Update on intravesical agents for non-muscle-invasive bladder cancer.
Review
Overview
abstract
Major controversies still exist with regard to the indication, type and regimen of intravesical therapy for non-muscle-invasive bladder cancer. Other areas of controversy are the criteria for response/failure of treatment and for decisions regarding secondary intravesical therapy versus radical cystectomy. In this article, we analyze the different intravesical therapeutic strategies and compare their safety and efficacy. Well-designed clinical trials have found that the addition of bacillus Calmette-Guerin (BCG) to transurethral resection (TUR) decreases the risk for both disease recurrence and progression. These encouraging results are sustained even in patients with recurrent or aggressive disease, including patients whose prior intravesical chemotherapy has failed. Most investigators believe that the efficacy of BCG therapy can be maximized with maintenance therapy. Mitomycin C (MMC), the most commonly used intravesical chemotherapy to date, decreases the risk of disease recurrence but not disease progression when used after TUR compared with TUR alone. The oncologic efficacy of intravesical MMC can be optimized by increasing its concentration in addition to alkalinizing and reducing urine production.

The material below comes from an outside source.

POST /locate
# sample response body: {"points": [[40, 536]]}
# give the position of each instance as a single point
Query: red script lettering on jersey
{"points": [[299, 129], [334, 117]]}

For patients at high risk of disease progression, BCG with maintenance therapy should be the preferred primary intravesical therapeutic strategy. However, MMC can be considered as a viable alternative for patients with papillary tumors (no carcinoma in situ) that are at low or intermediate risk of disease progression. Combination intravesical therapy may be more successful than single-agent strategies. Intravesical therapy failures indicate the need to include radical cystectomy as an option in the management decision.